The dark web is an anonymous portion of the internet inaccessible through conventional browsers. Visitors to sites on the dark web need special software and the knowledge to configure it. As a result, it is “the Wild West of the World Wide Web,” used in equal measure by activists in repressive regimes and by criminals.
Many sites on the dark web are effectively black markets for drugs and other contraband. Another common commodity is stolen personal data. Buyers may attempt to use such data for various forms of fraud, such as identity theft or credential-stuffing attacks like the one that hit DraftKings last year. A suspect was recently arrested in that case.
The suit alludes to such possibilities in explaining the damages suffered by the plaintiff:
Given the theft of information that is largely static — like Social Security numbers — this risk will remain with Plaintiff and Class Members for the rest of their lives.
As a remedy, Hoyle is suing for negligence, breach of implied contract, and unjust enrichment on behalf of anyone exposed in the Harrington breach. Specifically, the filing seeks class certification, damages, costs and fees, and a jury trial.
Hoyle also wants Harrington to upgrade its security protocols and processes for collecting and storing private information:
Plaintiff and Class Members have an interest in ensuring that their Personally Identifiable Information, which is believed to remain in the possession of Defendant, is protected from further breaches by the implementation of security measures and safeguards, including but not limited to, making sure that the storage of data or documents containing Private Information is not accessible online and that access to such data is encrypted and password protected.
Injunctive Relief Would Protect Victims Still at Risk
Delaware’s three racetrack casinos offer online casino games through a partnership between 888 Holdings and the state lottery. According to reporting by Delaware Online, Harrington’s online casino was still up and running two days after the physical casino closed due to the attack.

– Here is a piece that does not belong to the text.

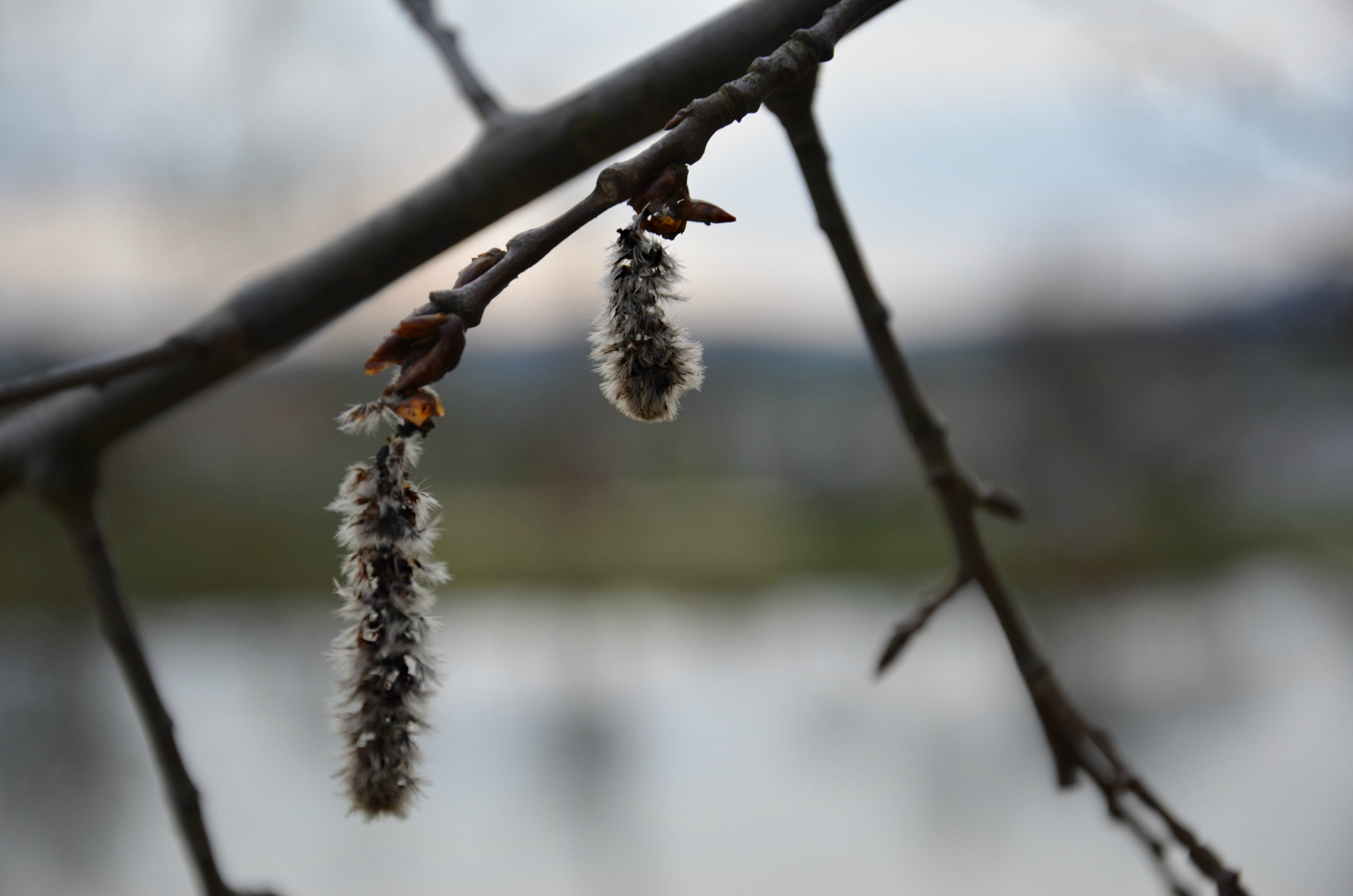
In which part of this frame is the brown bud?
[384,314,465,395]
[677,199,737,225]
[450,249,508,290]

However, beyond a brief statement issued via its Facebook page that Thursday, Harrington said little publicly:
Harrington Raceway, Inc. is currently experiencing technical difficulties that are causing a temporary disruption to gaming and computer systems. We are working diligently to investigate the source of the disruption, confirm its impact on our systems, and restore full functionality to our affected systems as quickly as possible. We have significant resources, including cyber security specialists, devoted to this process and our work to resolve this issue is ongoing.

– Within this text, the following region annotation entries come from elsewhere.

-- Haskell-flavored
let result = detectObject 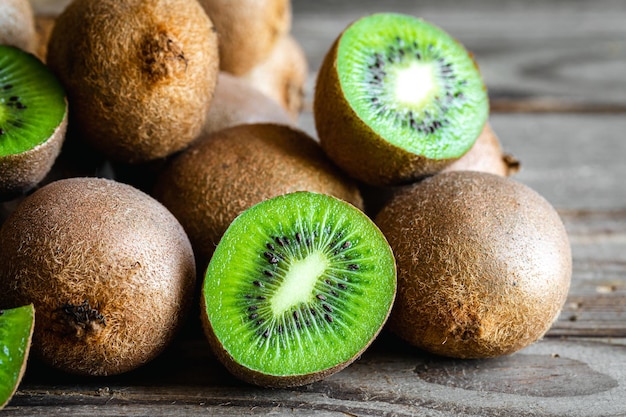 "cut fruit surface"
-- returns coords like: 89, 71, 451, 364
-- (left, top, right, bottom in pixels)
313, 13, 489, 185
0, 304, 35, 409
0, 45, 67, 156
337, 14, 488, 159
202, 192, 396, 386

The casino eventually reopened on Saturday, Dec 31, in time for a planned New Year’s Eve event.
However, data breach notices filed in Delaware and Maine on April 10 indicate Harrington didn’t fully confirm a breach of personal information until March.
Harrington also notified nearly 13,000 affected individuals in an April letter.
Those affected, argue the Hoyle filing, are still at risk.
Unless a Class-wide injunction is issued, Defendant may continue in their failure to properly secure the Private Information of Class Members, Defendant may continue to refuse to provide proper notification to Class Members regarding the Data Breach, and Defendant may continue to act unlawfully as set forth in this Complaint.
Nevada’s Rancho Mesquite Casino faces a similar class action lawsuit that alleges it left its computer network vulnerable to attack before a 2022 breach that exposed the personal information of more than 200,000 customers and employees.